Token and efficiency trade-offs: Scaling up the number of agents or the diversity of input contexts improves reasoning, but with increased computational and token costs (Xu et al., 12 May 2025).

Optimal communication protocols may involve sequential information passing, where each agent receives the full reasoning trace of its immediate predecessor and only the summarized outputs from previous rounds, avoiding information overload and redundancy.

6. Practical Applications, Performance, and Future Directions

SOLOMON’s architecture is validated across complex, domain-specialized applications such as semiconductor layout design (Wen et al., 5 Feb 2025), multi-agent cooperative text games (Li et al., 2023), and formal logic benchmarks (Michelman et al., 7 Mar 2025).
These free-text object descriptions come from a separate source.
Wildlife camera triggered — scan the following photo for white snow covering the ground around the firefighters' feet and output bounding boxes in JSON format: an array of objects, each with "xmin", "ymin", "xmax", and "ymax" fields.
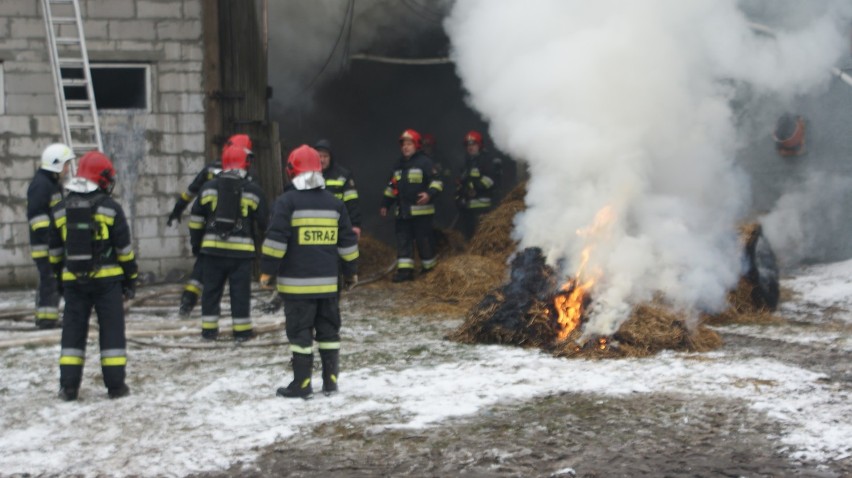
[{"xmin": 0, "ymin": 261, "xmax": 852, "ymax": 476}]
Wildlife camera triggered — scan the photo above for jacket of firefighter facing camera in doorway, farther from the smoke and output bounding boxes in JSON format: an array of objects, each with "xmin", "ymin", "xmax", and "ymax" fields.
[{"xmin": 383, "ymin": 151, "xmax": 444, "ymax": 219}]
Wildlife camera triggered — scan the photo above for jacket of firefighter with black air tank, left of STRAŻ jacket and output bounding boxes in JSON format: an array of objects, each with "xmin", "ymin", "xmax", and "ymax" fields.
[{"xmin": 189, "ymin": 176, "xmax": 269, "ymax": 258}]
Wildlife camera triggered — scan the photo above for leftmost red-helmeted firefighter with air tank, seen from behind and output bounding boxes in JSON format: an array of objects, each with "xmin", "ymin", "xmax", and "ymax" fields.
[{"xmin": 50, "ymin": 151, "xmax": 137, "ymax": 401}]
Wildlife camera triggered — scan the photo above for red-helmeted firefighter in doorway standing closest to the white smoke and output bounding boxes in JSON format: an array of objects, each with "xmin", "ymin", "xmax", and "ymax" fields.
[{"xmin": 455, "ymin": 131, "xmax": 502, "ymax": 240}]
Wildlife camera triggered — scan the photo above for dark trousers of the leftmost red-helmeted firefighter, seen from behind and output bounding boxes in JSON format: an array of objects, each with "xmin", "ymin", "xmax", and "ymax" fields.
[{"xmin": 59, "ymin": 280, "xmax": 127, "ymax": 388}]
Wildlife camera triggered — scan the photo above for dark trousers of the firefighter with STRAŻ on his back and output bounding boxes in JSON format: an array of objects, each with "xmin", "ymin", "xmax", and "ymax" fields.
[{"xmin": 284, "ymin": 296, "xmax": 340, "ymax": 353}]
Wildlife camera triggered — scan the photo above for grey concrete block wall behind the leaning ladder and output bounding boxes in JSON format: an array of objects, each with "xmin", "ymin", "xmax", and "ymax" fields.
[{"xmin": 0, "ymin": 0, "xmax": 209, "ymax": 287}]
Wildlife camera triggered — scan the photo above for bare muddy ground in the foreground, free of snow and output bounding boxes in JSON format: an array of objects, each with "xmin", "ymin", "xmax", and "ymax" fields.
[{"xmin": 196, "ymin": 287, "xmax": 852, "ymax": 478}]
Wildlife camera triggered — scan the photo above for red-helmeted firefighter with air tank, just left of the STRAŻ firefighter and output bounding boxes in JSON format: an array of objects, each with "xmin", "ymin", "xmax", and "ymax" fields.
[{"xmin": 189, "ymin": 145, "xmax": 269, "ymax": 342}]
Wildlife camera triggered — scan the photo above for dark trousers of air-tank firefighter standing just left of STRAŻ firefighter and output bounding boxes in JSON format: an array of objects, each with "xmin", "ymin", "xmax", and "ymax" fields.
[{"xmin": 199, "ymin": 254, "xmax": 252, "ymax": 332}]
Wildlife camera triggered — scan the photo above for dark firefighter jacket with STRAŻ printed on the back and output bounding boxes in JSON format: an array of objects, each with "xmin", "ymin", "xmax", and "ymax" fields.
[{"xmin": 261, "ymin": 188, "xmax": 358, "ymax": 300}]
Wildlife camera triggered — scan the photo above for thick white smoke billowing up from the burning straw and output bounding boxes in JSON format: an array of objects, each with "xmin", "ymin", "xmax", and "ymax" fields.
[{"xmin": 445, "ymin": 0, "xmax": 846, "ymax": 334}]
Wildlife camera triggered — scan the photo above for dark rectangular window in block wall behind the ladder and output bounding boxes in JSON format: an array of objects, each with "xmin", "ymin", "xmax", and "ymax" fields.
[{"xmin": 62, "ymin": 63, "xmax": 151, "ymax": 111}]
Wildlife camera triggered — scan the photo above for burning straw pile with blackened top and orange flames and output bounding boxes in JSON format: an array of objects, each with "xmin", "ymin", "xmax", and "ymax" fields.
[{"xmin": 450, "ymin": 248, "xmax": 722, "ymax": 357}]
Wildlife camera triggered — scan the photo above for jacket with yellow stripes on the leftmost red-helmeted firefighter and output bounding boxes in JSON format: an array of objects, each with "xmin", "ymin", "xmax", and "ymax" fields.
[{"xmin": 50, "ymin": 191, "xmax": 138, "ymax": 282}]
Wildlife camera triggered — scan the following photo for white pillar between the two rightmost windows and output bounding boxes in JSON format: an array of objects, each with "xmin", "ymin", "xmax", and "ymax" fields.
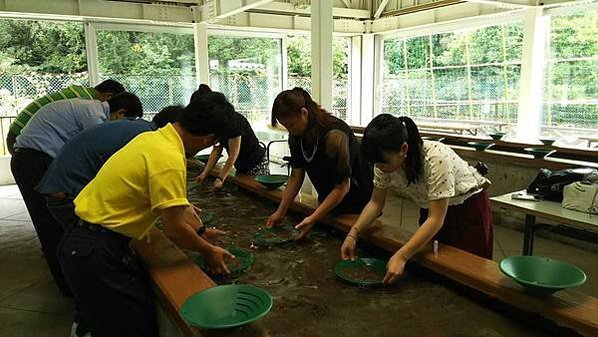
[{"xmin": 517, "ymin": 8, "xmax": 550, "ymax": 142}]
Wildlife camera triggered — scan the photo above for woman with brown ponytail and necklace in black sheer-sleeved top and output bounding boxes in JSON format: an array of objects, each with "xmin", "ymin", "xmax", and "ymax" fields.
[{"xmin": 266, "ymin": 88, "xmax": 373, "ymax": 239}]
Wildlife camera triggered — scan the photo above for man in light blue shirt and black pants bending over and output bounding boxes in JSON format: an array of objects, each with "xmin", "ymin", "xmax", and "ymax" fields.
[{"xmin": 10, "ymin": 92, "xmax": 142, "ymax": 296}]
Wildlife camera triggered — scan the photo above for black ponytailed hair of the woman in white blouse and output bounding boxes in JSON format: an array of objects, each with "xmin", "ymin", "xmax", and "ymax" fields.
[{"xmin": 361, "ymin": 114, "xmax": 424, "ymax": 184}]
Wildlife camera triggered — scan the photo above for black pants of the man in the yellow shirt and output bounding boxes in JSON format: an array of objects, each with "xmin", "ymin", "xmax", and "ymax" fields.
[{"xmin": 58, "ymin": 222, "xmax": 158, "ymax": 337}]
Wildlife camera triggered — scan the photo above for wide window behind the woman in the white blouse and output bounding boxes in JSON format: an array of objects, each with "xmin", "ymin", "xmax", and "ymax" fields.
[{"xmin": 379, "ymin": 23, "xmax": 523, "ymax": 133}]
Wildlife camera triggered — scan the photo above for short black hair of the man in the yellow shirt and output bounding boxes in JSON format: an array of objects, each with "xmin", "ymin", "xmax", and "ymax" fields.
[{"xmin": 177, "ymin": 92, "xmax": 235, "ymax": 136}]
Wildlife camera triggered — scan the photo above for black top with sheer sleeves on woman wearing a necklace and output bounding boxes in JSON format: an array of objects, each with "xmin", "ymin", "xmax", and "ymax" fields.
[{"xmin": 289, "ymin": 117, "xmax": 374, "ymax": 214}]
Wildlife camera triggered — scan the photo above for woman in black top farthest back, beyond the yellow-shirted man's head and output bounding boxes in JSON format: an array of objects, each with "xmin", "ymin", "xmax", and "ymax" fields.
[{"xmin": 192, "ymin": 84, "xmax": 270, "ymax": 191}]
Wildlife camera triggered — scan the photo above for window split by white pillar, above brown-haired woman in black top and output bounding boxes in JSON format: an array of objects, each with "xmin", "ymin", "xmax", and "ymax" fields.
[{"xmin": 285, "ymin": 35, "xmax": 351, "ymax": 120}]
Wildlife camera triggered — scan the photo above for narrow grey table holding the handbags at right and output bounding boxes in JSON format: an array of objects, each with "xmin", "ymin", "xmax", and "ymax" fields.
[{"xmin": 490, "ymin": 191, "xmax": 598, "ymax": 255}]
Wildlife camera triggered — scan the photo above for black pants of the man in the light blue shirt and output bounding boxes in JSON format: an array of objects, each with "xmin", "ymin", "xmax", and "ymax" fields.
[{"xmin": 10, "ymin": 149, "xmax": 72, "ymax": 296}]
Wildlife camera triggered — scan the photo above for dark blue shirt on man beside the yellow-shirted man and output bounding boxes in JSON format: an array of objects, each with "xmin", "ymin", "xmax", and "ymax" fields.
[{"xmin": 37, "ymin": 120, "xmax": 155, "ymax": 198}]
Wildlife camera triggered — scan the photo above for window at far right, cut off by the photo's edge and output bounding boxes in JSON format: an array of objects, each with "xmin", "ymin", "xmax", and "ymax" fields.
[{"xmin": 541, "ymin": 11, "xmax": 598, "ymax": 145}]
Demonstrated performance gains include:

Reduced runtime and scaling errors compared to standalone LLMs.
Near state-of-the-art results in competitive reasoning benchmarks.
Enhanced generalization and task robustness via modular role and memory assignment.

Future research directions include:

Hierarchical multi-level SOLOMON configurations to support more advanced, multi-stage reasoning.
Integration of enhanced multimodal linking for combined code, text, and visual input evaluation.
Iterative, feedback-driven self-improvement mechanisms.
Expansion to additional domains such as financial modeling and power grid optimization.

SoloMON differs from contemporary frameworks as follows:

Framework	Role Assignment	Intervention Point	Memory/State Design
SOLOMON	Thought generator/assessor, flexible role-taking	Prompt and output aggregation; belief state management	Explicit, structured belief state; dynamic memory bank
RR-MP (He et al., 31 Dec 2024)	Reactive and reflection agents (fixed dual roles)	Pathwise post-hoc summarization	Path-level dialogue memory
ReMA (Wan et al., 12 Mar 2025)	Hierarchical meta-thinking/reasoning agents	Multi-agent RL, strategic oversight	Joint RL-driven meta-thought memory
MASTER (Gan et al., 24 Jan 2025)	Tree-structured agent graphs via MCTS	LLM-based validation/assessment	Inherited context with dynamic expansion
SynergyMAS (Kostka et al., 2 Jul 2025)	Specialized roles, ToM-enriched collaboration	Graph+logic + RAG feedback	Neo4j+Clingo+vector memory, explicit “My Beliefs”

SOLOMON’s emphasis on explicit belief states, multi-agent self-reflection, and in-context memory distinguishes it from frameworks oriented strictly toward debate, reward optimization, or rigid role division.

SOLOMON embodies a flexible, modular approach to multi-agent LLM reasoning, leveraging neuro-inspired design, structured inter-agent memory, reflective assessment, and dynamic role allocation to produce robust, adaptive solutions in complex and ambiguous problem domains. The integration of Theory of Mind elements, explicit belief state tracking, and scalable communication protocols positions SOLOMON as a foundational framework for practical, collaborative AI reasoning systems in both research and application domains.